The answer, like so many artists have echoed across millennia, is that the true fulfillment is in the making. It seems so trite, but with the process becoming so frighteningly streamlined in the 21st century, it’s only solidified for me how important it is to commit to the process of making. The beauty really is in the struggle.
And as cliché as it sounds, I don’t think it really sunk home for people just how essential the process was until AI has threatened to take it completely away—all for the sake of convenience.
It’s why film photography is seeing such a meteoric re-emergence. People are connecting with the physical process of having an image indelibly stamped onto a physical piece of media and having to work to extract that photo. I developed my first 3 rolls of film ever this past weekend with my friend and fellow photographer Emmanuel Nava (@enava_fotos on Instagram, go give him a follow!). The meaning behind the photos comes from the following of meticulous directions and the satisfaction seeing the final product come out developed perfectly is so sweet.
What I have found through my own practice—and the words of Rick Rubin—is that my brain is a wonderful generator of ideas throughout the day. And to deny those ideas is to kill a chance of something beautiful to come into the world, which I definitely don’t want to do.
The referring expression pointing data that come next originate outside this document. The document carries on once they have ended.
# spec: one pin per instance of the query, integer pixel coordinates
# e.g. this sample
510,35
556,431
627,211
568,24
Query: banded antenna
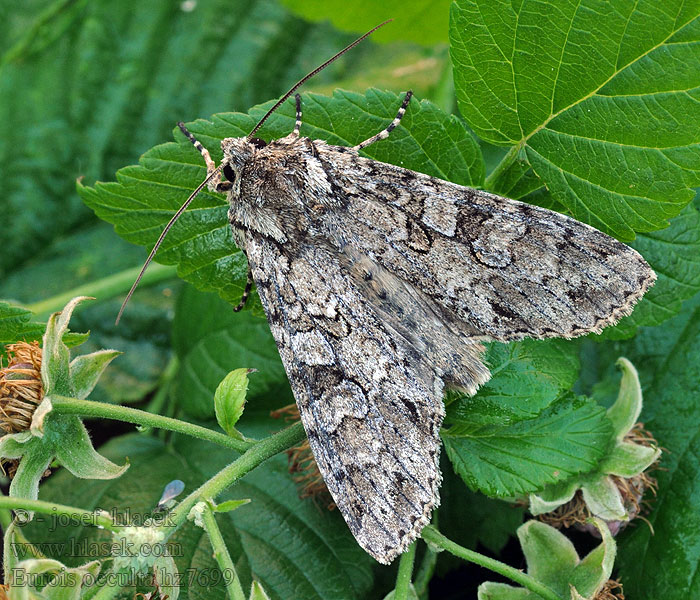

Denial comes in the form of phrases like “I’m too tired” or “I’ve already had a long day,” even the dreaded “It probably wouldn’t be that good anyway.”
I’ve committed to destroying this denial at every turn. Because all too often, spur-of-the-moment ideas have turned into some of my favorite photos of the past year. Simply being aware of these thoughts that detract from my artistic flow seems to make it easier to shake off their crippling effect and to drum up the courage to simply go and do.
This is one of the astrophotography shots I took of my house several months back! I still need to work on some interior lighting issues, but I love the effect of the fisheye on the night sky.
Take this late-night long exposure of my house to the right. We had just gotten home from some event late at night and I was all ready to tuck into bed and go to sleep. But the twinkle of the clear, crisp night sky sparked a need for a photo. So, I ran inside, grabbed my Fujifilm camera and a fisheye and parked myself in the grass, content to try and capture the rhythms of the universe. I’m extremely pleased with how they turned out.
I’m by no means perfect at this, but fighting the urge to stop and think against just doing something has been extremely freeing. It’s a joyous liberation from the constraints of needing to make make something great. In many cases, it will even be bad. But all the bad photos are just stepping stones towards better ones. I firmly believe that.
Keep on doing, and enjoy the process while you’re at it!